The oil and natural-gas boom in the United States—driven by water-intensive hydraulic fracturing technology (see “Natural Gas Changes the Energy Map”)—is creating demand for better water-treatment technologies. Now Ecosphere Technologies has developed a process that is helping producers recycle water and eliminate the use of some of the chemicals involved in treating water for fracking.
Vast amounts of water are needed to fracture underground formations and release natural gas (see “Can Fracking Be Cleaned Up?”). A single well uses 15 million liters of water, and thousands of wells have been drilled or permitted in the United States. The sheer volume of water poses a problem in drought-stricken areas, such as the Eagleford shale deposits in Texas. The other problem is wastewater—10 to 50 percent of the water used for fracking flows back out again, and is contaminated with the chemical additives used in fracking as well as with salts, metals, and sometimes radioactive materials that the water picks up underground. In places such as Pennsylvania, there’s no easy way to dispose of this water, since the geology isn’t amenable to deep underground storage.

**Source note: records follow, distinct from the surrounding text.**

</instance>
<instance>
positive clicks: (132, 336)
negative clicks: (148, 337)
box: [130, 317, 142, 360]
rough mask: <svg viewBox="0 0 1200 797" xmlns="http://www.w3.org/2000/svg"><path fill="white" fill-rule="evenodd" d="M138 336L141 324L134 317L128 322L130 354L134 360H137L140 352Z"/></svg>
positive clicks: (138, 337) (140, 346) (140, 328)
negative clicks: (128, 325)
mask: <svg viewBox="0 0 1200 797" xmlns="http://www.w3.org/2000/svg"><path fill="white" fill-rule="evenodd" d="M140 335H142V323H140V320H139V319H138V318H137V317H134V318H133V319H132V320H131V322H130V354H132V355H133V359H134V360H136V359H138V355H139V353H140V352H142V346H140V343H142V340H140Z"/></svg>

Ecosphere’s process replaces the biocides and descaling agents typically used in fracking water with an ozone-based treatment. Ozone itself isn’t benign, but Ecosphere produces it on site, so it doesn’t have to be transported, which reduces the chance of spills, the fuel needed for transport, and the wear and tear on roads—a major problem for communities with large fracking operations. The process lets well operators recycle water, reducing the total amount consumed and the amount of waste material that needs to be disposed of.